MEDIA SENTIMENT, INC.
NOTES TO THE FINANCIAL STATEMENTS
DECEMBER 31, 2008
Note 9 – Restatement of Prior Period Financial Statements (continued)
The following are the before and after balances as restated:
| December 31, 2007 |
Balance Sheet | |
Current Assets | |
Before | $ | 43,221 |
After | | 43,221 |
Current Liabilities | | |
Before | $ | 285,627 |
After | | 277,212 |
Stockholders’ Deficit | | |
Before | $ | (242,406) |
After | | (233,991) |
| | |
Statement of Operations | | |
Gross Revenues | | |
Before | $ | 14,413 |
After | | 14,413 |
Operating Expenses | | |
Before | $ | 545,195 |
After | | 536,780 |
Net Loss | | |
Before | $ | (530,782) |
After | | (522,367) |
| | |
Statement of Cash Flows | | |
Net Cash Used in Operating Activities | | |
Before | $ | (192,889) |
After | | (192,889) |
Net Cash from Financing Activities | | |
Before | $ | 179,157 |
After | | 179,157 |
MEDIA SENTIMENT, INC.
NOTES TO THE FINANCIAL STATEMENTS
DECEMBER 31, 2008
Note 10 – Common and Preferred Stock
At December 31, 2008, the Company had 100,000,000 shares of common stock authorized at $0.001 par value and 10,000,000 shares of preferred stock authorized at $0.001 par value. At December 31, 2008 there are 3,640,440 common shares and no preferred shares issued and outstanding.

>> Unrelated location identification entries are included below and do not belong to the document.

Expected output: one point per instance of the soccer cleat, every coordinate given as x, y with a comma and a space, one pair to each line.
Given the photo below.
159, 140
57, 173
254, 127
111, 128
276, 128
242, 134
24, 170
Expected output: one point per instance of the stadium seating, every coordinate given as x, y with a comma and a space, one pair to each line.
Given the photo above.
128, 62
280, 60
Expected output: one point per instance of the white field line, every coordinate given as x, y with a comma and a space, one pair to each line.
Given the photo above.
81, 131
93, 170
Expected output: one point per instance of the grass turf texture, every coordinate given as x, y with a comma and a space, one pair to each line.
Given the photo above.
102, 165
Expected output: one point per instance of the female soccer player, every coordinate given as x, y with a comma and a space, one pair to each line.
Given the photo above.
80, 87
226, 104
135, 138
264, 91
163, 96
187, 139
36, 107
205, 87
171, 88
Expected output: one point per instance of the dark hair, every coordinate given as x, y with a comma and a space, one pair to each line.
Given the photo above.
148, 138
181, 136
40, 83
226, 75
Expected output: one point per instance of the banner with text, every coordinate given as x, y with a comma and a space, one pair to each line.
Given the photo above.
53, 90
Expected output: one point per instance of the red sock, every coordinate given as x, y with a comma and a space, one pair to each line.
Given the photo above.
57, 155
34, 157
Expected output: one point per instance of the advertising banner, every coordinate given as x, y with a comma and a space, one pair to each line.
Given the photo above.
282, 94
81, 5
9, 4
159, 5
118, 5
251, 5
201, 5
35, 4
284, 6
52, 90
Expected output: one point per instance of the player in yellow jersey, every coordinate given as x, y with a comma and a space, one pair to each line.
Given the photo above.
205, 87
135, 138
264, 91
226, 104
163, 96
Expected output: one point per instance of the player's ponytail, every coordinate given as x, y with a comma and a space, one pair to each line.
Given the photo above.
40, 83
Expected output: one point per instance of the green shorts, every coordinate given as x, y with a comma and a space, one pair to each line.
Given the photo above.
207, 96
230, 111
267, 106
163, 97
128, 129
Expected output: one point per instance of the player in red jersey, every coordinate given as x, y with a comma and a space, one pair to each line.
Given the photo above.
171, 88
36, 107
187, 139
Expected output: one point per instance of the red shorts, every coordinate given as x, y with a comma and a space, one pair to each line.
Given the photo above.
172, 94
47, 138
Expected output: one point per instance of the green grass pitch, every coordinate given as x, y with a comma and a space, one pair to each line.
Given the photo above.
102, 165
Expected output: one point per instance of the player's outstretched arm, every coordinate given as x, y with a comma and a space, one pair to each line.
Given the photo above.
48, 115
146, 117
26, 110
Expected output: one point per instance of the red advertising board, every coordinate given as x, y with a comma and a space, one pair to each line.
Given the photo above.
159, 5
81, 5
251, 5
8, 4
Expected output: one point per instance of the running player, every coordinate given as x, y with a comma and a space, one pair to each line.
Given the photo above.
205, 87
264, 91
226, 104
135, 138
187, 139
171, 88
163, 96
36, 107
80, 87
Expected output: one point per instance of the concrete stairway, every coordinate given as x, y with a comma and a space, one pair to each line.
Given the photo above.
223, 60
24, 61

Note 11 – Stock Option Plans and Warrants
The Company has no stock option plans. The Company has no warrants authorized.
Note 12 – Other Income
The Company recognized other income of $10,000 for the year ended December 31, 2008 resulting from a legal expense payable at December 31, 2007 being paid by another company. The expense related to the reverse merger involving Debut Broadcasting Corporation, Inc. and California News Tech.
Note 13 – Income Taxes
The tax effect of significant temporary differences representing future tax assets and future tax liabilities has been fully offset by a valuation allowance. The Company has determined that realization is uncertain and therefore a valuation allowance has been recorded against this future income tax asset.
As of December 31, 2008, the Company had a net operating loss carry-forward for U.S. federal income tax purposes of approximately $656,000. The federal net operating loss carry-forward, if not utilized, will begin to expire in 2027.
Note 14 – Commitments and Contingencies
The Company rents office space on a month-to-month basis.